It was the second time Ford announced he would not be getting involved in provincial politics. He has hinted at his intention to join the ongoing leadership numerous times in the past. His late father, Douglas B. Ford, served as a Tory MPP for a single term in the 1990s.
Ford said not running for the PC leadership was the hardest decision he's ever made, but he needed a break.
However he promised to campaign "aggressively" for the PC party, he said.
"My priority is my family. My priorities are business. But that doesn't mean I won't be there for the people of Ontario," he said.
Ford said the Progressive Conservatives need to "open the tent" and be the party for the "working class people." He was critical of Tim Hudak, the outgoing PC leader, and his pledge to cut 100,000 public sector jobs in the last provincial election.
Ford has spoken to four out of the five declared candidates for PC leadership.
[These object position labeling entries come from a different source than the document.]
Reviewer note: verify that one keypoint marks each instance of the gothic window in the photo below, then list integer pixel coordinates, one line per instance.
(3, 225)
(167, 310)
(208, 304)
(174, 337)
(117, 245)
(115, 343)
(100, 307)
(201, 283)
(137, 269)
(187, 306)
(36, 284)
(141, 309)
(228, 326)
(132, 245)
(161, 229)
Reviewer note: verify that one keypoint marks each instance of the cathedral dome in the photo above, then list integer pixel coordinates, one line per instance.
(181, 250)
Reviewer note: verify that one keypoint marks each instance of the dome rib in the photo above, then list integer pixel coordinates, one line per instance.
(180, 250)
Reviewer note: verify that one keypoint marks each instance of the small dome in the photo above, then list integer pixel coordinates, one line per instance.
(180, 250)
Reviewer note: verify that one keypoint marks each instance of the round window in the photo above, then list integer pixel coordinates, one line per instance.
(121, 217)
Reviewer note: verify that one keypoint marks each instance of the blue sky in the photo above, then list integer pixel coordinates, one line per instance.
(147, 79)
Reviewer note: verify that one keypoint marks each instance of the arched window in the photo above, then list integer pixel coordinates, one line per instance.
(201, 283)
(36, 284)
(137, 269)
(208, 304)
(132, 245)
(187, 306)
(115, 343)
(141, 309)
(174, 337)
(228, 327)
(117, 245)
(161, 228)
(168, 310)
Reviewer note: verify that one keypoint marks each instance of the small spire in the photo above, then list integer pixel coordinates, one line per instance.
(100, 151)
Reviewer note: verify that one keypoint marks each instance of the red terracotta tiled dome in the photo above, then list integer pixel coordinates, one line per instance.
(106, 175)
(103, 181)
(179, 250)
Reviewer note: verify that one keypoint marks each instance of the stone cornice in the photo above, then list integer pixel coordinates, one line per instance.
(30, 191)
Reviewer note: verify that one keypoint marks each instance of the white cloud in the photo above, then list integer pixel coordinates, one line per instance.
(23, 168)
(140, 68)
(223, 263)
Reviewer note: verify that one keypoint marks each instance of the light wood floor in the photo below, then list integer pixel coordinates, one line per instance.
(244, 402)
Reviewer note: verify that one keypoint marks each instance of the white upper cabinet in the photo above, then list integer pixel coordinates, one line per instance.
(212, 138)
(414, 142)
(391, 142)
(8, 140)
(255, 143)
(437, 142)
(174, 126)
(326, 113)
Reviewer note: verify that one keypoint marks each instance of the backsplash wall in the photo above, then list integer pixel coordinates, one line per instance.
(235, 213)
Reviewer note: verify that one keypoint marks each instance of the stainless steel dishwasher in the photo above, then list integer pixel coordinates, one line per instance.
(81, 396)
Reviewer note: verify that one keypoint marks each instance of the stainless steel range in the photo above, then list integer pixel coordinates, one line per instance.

He said only Vic Fedeli has not reached out to him.
"Each and every one of them would do much better than what we have right now," he said of the candidates.
Last month Ford lost to John Tory in Toronto's mayoral race, and shortly after delivering his defeat speech told reporters that he was considering making a leadership bid. The race currently includes MPPs Elliott, Fedeli, Lisa MacLeod, Monte McNaughton and Conservative MP Patrick Brown.
Ford said despite his announcement on Thursday, he will not give up political life.
"I will not give up on running for office," he said. "I love politics, I love serving the people. At this point in my life, I'm just going to take a little break."